If you do not need to use the dynamic capability of an OSGi environment, you can still take advantage of tighter coupling, declarative packaging, and service dependencies that the OSGi framework offers.
With dynamic plug-ins, you can upgrade your plug-ins without stopping the grid. To use this capability, the original and new plug-ins must be compatible. If you do not need to update plug-ins, or can afford to stop the grid to upgrade them, then you may not need the complexity of dynamic plug-ins. However, there are still good reasons to run your eXtreme Scale application in an OSGi environment.
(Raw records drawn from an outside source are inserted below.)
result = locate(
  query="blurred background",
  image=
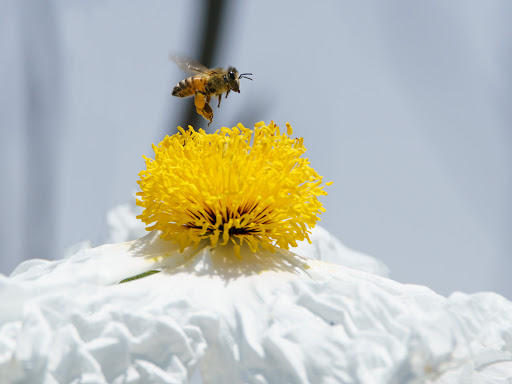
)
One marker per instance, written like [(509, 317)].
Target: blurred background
[(406, 106)]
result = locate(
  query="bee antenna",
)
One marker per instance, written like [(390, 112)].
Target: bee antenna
[(243, 76)]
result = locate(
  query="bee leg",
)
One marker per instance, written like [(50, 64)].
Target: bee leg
[(202, 106)]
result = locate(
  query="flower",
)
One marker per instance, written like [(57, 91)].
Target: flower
[(259, 318), (218, 187)]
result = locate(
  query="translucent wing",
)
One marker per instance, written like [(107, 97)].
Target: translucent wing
[(188, 65)]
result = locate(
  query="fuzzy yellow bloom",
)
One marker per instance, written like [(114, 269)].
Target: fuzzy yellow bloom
[(219, 187)]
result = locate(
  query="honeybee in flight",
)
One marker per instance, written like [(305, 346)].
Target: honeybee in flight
[(206, 83)]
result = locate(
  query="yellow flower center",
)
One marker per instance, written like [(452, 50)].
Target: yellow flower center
[(218, 187)]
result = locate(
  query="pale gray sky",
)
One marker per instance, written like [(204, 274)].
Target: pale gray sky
[(405, 106)]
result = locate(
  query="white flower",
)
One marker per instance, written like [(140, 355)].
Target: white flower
[(261, 319), (231, 304)]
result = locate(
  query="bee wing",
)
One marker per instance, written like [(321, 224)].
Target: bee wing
[(188, 65)]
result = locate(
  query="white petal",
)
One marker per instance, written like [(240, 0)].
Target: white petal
[(267, 318)]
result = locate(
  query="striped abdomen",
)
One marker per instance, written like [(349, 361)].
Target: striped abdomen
[(189, 86)]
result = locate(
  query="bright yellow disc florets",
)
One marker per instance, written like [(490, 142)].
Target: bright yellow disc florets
[(219, 187)]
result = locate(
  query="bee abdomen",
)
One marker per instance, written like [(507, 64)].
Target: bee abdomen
[(184, 88)]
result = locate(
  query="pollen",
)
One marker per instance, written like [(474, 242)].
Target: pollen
[(236, 186)]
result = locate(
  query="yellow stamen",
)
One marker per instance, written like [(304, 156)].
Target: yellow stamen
[(220, 188)]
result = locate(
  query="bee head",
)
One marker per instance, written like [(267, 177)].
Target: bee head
[(233, 78)]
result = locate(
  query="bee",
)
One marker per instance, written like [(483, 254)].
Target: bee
[(206, 83)]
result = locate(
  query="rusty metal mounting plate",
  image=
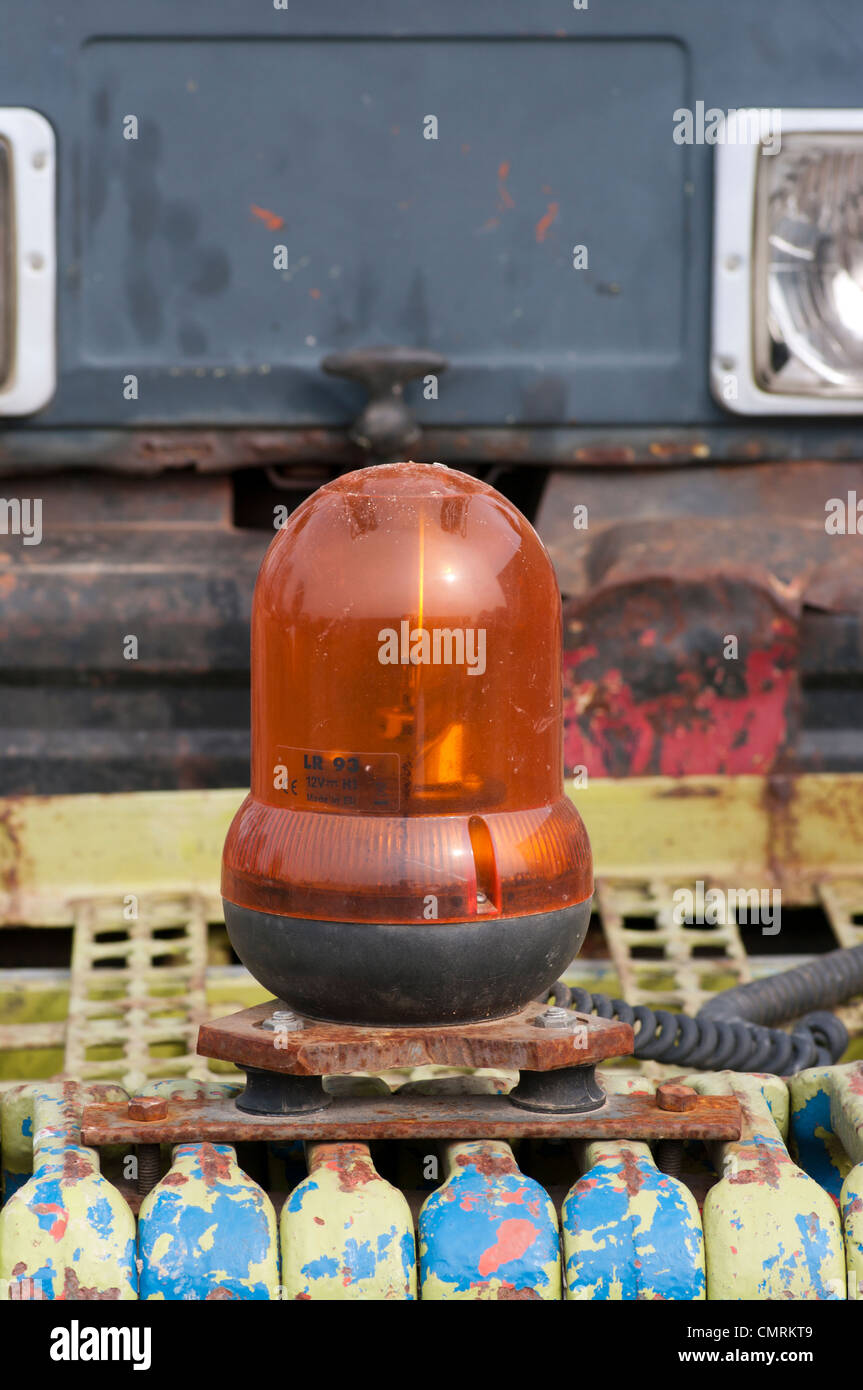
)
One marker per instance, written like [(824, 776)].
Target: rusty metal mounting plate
[(337, 1048), (634, 1116)]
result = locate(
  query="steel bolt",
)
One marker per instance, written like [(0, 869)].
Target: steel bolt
[(282, 1020), (669, 1157), (670, 1096), (556, 1018), (149, 1168), (148, 1108)]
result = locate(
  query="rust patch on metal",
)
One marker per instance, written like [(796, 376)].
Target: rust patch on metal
[(488, 1162), (633, 1116), (332, 1048), (633, 1175)]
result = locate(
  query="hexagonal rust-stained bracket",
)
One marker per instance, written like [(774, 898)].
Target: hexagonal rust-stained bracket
[(286, 1058), (634, 1116)]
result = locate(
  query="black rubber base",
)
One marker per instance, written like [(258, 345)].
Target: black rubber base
[(452, 972), (571, 1090), (277, 1093)]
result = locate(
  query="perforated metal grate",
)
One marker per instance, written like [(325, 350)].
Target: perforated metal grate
[(842, 901), (664, 963), (136, 994)]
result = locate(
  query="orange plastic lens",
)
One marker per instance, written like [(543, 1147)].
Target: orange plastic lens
[(406, 712)]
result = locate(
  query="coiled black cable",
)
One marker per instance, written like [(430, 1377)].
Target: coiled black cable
[(714, 1044)]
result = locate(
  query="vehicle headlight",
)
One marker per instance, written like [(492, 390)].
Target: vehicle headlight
[(28, 349), (788, 268)]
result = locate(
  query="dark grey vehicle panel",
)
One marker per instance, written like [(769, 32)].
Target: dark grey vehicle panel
[(314, 114)]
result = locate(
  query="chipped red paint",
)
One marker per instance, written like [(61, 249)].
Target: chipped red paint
[(545, 221), (513, 1237), (75, 1292), (271, 220), (214, 1166), (633, 1175), (488, 1162), (61, 1218), (694, 729), (350, 1162), (503, 173), (75, 1166), (771, 1159)]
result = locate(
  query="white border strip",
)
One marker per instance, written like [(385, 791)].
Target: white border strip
[(32, 173), (731, 348)]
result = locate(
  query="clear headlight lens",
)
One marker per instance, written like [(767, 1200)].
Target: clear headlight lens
[(809, 282), (6, 264)]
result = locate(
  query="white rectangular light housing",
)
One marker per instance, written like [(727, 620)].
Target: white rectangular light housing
[(28, 332), (787, 334)]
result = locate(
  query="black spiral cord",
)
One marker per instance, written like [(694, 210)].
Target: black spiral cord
[(734, 1029)]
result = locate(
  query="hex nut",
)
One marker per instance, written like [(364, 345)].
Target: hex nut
[(148, 1108)]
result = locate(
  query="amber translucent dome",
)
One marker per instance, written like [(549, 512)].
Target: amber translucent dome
[(406, 712)]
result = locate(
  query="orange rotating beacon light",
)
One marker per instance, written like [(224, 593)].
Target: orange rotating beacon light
[(406, 854)]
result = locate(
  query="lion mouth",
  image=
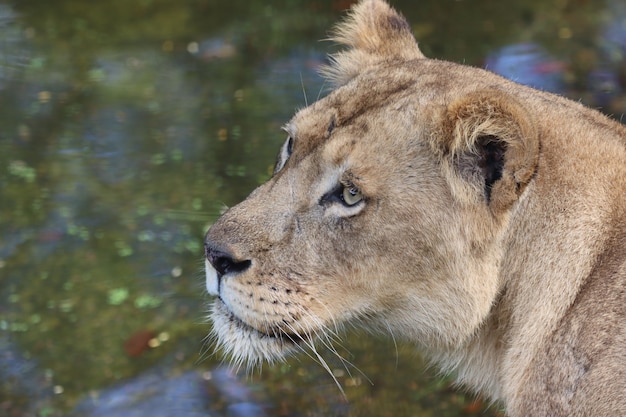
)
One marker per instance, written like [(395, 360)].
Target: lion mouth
[(275, 333)]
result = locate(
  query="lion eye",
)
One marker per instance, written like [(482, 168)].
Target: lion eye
[(351, 195)]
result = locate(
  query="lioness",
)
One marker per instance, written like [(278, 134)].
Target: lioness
[(482, 219)]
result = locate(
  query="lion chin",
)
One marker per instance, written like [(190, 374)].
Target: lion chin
[(243, 343)]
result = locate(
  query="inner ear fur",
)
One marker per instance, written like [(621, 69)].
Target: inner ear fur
[(491, 143), (373, 32)]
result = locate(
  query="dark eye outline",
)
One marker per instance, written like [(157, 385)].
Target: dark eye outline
[(285, 152), (337, 195), (351, 192)]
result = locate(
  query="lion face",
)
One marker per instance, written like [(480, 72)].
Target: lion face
[(386, 207)]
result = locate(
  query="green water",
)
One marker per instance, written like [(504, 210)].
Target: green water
[(126, 127)]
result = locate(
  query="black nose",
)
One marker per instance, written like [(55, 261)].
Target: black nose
[(223, 262)]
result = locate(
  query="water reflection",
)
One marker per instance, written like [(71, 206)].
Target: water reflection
[(126, 128)]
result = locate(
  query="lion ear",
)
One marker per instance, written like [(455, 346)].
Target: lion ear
[(374, 32), (491, 143)]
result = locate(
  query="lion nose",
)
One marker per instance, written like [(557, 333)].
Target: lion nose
[(224, 263)]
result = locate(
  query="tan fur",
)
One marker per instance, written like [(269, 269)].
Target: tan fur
[(492, 229)]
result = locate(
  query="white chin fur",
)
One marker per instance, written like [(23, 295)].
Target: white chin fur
[(211, 278), (243, 344)]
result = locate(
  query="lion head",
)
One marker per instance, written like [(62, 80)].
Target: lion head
[(386, 207)]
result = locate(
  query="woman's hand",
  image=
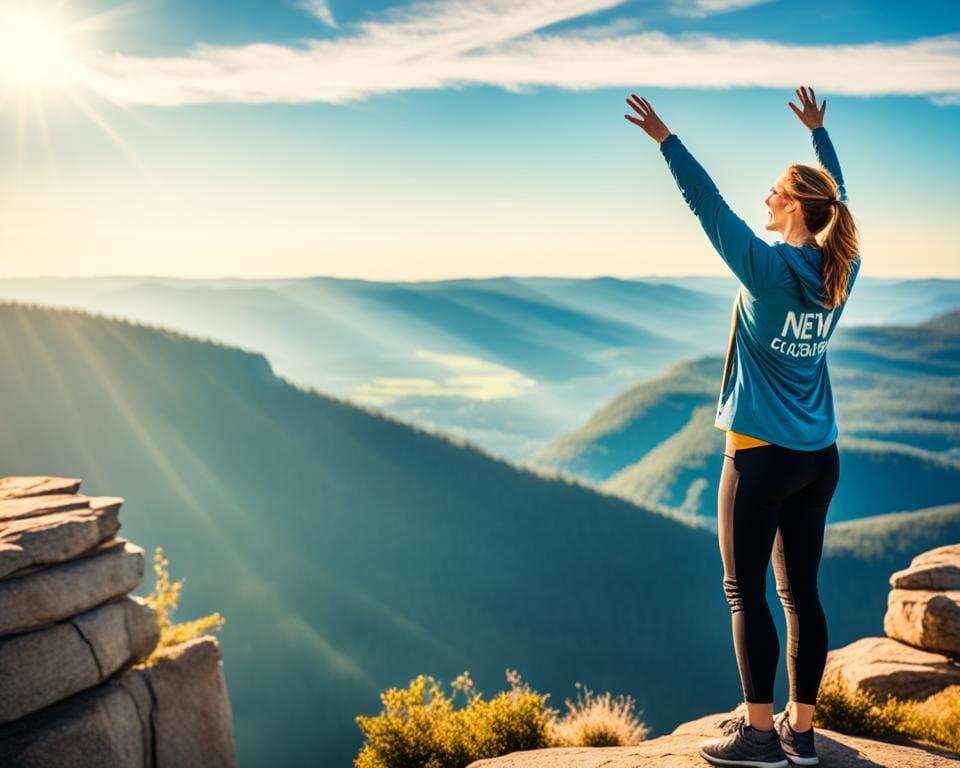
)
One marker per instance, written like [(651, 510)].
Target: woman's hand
[(649, 121), (810, 116)]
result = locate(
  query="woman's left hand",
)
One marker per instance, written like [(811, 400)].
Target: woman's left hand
[(649, 120)]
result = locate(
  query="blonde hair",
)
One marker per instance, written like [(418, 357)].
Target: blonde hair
[(830, 221)]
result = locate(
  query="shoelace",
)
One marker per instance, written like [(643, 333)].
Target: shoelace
[(732, 724)]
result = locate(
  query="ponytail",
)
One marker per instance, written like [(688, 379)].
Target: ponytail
[(839, 246), (833, 226)]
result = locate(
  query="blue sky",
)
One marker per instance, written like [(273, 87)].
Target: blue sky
[(448, 138)]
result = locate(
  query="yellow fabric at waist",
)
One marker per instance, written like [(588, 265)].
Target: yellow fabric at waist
[(744, 441)]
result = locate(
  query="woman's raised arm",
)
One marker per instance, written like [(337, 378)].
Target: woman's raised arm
[(750, 258), (812, 117)]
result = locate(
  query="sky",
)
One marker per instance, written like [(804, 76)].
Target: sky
[(457, 138)]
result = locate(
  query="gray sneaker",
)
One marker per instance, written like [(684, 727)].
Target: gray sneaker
[(798, 747), (744, 745)]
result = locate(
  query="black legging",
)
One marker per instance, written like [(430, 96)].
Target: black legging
[(776, 498)]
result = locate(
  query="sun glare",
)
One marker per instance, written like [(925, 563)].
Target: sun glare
[(34, 50)]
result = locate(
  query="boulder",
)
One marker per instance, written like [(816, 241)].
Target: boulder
[(42, 667), (50, 594), (35, 541), (36, 485), (679, 750), (172, 714), (35, 506), (924, 618), (935, 569), (884, 666)]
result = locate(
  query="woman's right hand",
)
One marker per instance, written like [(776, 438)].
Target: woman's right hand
[(810, 116)]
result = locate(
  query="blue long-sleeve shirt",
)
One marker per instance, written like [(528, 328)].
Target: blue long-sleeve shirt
[(779, 388)]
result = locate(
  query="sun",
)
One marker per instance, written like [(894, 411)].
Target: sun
[(35, 51)]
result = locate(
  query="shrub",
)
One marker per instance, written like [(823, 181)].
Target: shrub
[(412, 732), (843, 708), (601, 721), (164, 600)]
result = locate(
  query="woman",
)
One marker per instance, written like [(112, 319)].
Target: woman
[(781, 463)]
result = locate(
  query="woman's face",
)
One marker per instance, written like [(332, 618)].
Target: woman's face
[(781, 209)]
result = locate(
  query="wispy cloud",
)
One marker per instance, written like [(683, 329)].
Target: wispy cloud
[(700, 8), (499, 42), (320, 9)]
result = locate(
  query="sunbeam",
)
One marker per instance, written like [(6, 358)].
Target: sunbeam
[(44, 58)]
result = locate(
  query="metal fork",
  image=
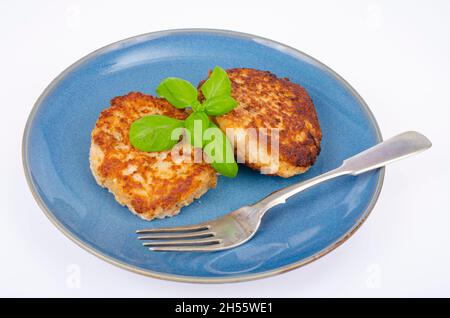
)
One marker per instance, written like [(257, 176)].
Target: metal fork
[(239, 226)]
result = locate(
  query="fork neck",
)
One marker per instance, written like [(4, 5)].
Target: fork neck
[(280, 196)]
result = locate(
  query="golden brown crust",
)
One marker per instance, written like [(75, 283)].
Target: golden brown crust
[(152, 185), (266, 101)]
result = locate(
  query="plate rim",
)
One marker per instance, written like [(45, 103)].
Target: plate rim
[(184, 278)]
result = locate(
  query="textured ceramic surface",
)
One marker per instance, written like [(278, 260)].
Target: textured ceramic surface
[(57, 140)]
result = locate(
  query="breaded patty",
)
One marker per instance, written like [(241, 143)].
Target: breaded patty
[(150, 184), (266, 101)]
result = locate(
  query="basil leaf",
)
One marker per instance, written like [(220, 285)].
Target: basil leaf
[(178, 92), (154, 133), (218, 84), (196, 124), (219, 105), (220, 153)]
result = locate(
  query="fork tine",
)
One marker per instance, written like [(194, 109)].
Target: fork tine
[(169, 236), (187, 243), (190, 228), (191, 248)]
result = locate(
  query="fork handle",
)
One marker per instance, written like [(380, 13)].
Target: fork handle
[(395, 148)]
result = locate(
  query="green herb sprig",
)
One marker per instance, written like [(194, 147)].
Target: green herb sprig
[(154, 132)]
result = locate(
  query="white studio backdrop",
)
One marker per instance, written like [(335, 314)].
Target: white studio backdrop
[(396, 55)]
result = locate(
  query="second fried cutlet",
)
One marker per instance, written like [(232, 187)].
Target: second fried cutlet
[(266, 101)]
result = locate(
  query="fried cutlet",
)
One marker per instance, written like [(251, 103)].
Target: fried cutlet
[(151, 184), (266, 101)]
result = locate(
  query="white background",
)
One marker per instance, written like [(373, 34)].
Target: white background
[(395, 53)]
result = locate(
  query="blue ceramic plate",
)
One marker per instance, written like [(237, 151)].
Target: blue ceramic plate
[(57, 140)]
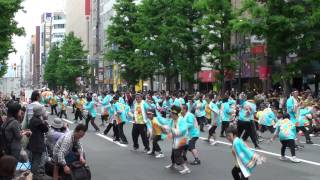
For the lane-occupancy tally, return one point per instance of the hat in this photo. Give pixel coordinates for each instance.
(57, 123)
(151, 111)
(37, 110)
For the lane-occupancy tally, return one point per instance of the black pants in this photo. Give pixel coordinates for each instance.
(155, 144)
(237, 174)
(249, 130)
(177, 156)
(224, 127)
(91, 120)
(305, 132)
(140, 129)
(201, 121)
(212, 130)
(288, 143)
(265, 128)
(73, 108)
(54, 108)
(122, 136)
(115, 130)
(78, 114)
(63, 112)
(104, 118)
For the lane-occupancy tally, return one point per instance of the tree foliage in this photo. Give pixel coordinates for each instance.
(66, 62)
(215, 25)
(120, 44)
(8, 28)
(155, 37)
(289, 27)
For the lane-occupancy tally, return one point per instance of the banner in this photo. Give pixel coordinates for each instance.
(87, 7)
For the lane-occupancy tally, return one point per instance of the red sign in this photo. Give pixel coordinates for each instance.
(264, 72)
(87, 7)
(206, 76)
(258, 49)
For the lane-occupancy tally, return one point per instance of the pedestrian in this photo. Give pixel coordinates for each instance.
(156, 134)
(141, 125)
(68, 150)
(35, 100)
(57, 130)
(63, 108)
(303, 121)
(79, 102)
(193, 133)
(286, 131)
(11, 131)
(200, 113)
(53, 101)
(225, 115)
(36, 144)
(112, 121)
(92, 113)
(246, 121)
(121, 118)
(246, 159)
(179, 129)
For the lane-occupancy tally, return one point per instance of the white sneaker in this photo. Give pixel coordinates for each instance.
(160, 155)
(213, 143)
(282, 158)
(295, 159)
(149, 152)
(185, 171)
(170, 166)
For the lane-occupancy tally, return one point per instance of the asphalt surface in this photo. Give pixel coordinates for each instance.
(111, 161)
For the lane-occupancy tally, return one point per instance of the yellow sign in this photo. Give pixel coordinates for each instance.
(139, 86)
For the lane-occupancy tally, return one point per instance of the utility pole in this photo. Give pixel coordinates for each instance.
(21, 71)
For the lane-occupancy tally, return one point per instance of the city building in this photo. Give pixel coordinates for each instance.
(36, 58)
(58, 27)
(52, 30)
(77, 19)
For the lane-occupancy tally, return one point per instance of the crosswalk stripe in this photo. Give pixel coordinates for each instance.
(266, 152)
(111, 140)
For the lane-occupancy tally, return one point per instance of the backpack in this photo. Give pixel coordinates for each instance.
(4, 144)
(80, 172)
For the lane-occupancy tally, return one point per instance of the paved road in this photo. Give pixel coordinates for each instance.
(110, 161)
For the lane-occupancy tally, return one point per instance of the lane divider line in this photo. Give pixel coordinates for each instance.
(310, 144)
(68, 121)
(266, 152)
(111, 140)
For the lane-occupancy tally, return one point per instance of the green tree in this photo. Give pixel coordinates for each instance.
(119, 42)
(167, 39)
(216, 29)
(50, 69)
(66, 62)
(289, 27)
(8, 28)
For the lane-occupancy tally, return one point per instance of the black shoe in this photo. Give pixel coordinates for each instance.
(195, 162)
(309, 142)
(122, 142)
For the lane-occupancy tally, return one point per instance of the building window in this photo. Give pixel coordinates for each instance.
(57, 17)
(58, 26)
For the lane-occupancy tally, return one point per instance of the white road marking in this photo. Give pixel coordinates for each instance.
(111, 140)
(310, 144)
(267, 152)
(68, 121)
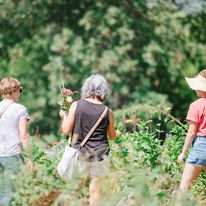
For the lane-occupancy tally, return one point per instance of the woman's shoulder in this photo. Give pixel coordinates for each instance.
(199, 102)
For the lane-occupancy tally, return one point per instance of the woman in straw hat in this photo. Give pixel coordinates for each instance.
(196, 134)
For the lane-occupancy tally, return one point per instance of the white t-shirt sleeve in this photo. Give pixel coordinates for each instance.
(24, 114)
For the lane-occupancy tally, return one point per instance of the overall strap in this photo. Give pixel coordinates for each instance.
(94, 127)
(5, 109)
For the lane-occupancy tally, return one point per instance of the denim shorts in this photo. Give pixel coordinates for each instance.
(197, 155)
(9, 167)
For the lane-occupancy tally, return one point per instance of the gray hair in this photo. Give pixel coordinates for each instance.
(95, 86)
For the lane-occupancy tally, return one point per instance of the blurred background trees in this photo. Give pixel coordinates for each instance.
(143, 48)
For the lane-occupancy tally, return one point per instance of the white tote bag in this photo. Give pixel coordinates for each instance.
(69, 161)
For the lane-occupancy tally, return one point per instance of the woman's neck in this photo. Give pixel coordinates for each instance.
(93, 100)
(8, 97)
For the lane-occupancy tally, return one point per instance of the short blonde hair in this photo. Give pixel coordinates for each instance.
(8, 85)
(203, 73)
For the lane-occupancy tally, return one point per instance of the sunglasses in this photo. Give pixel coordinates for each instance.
(20, 89)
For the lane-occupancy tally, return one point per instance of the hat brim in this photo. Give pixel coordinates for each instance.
(196, 84)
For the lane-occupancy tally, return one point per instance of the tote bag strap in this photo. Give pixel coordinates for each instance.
(94, 127)
(5, 109)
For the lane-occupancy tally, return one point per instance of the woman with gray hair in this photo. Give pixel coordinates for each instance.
(81, 117)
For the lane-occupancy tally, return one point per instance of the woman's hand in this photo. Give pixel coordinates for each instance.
(180, 158)
(68, 92)
(63, 114)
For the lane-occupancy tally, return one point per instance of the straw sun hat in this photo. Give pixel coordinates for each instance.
(197, 83)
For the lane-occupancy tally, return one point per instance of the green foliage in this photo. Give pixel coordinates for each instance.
(144, 51)
(143, 172)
These reasons include the tighter coupling, declarative package, service dependencies, and so on.
One concern with hosting the grid or client in an OSGi environment without using dynamic plug-ins (more specifically, without declaring the plug-ins using OSGi services) is how the eXtreme Scale bundle loads the plug-in classes. The eXtreme Scale bundle relies on OSGi services to load plug-in classes, which allows the bundle to invoke object methods on classes in other bundles without directly importing the packages of those classes.
When the plug-ins are not made available via OSGi services, the eXtreme Scale bundle must be able to load the plug-in classes directly. Rather than modifying the manifest of the eXtreme Scale bundle to import user classes and packages, create a bundle fragment that adds the necessary package imports. The fragment can also import the classes needed for other non-plug-in user classes, such as data objects and agent classes.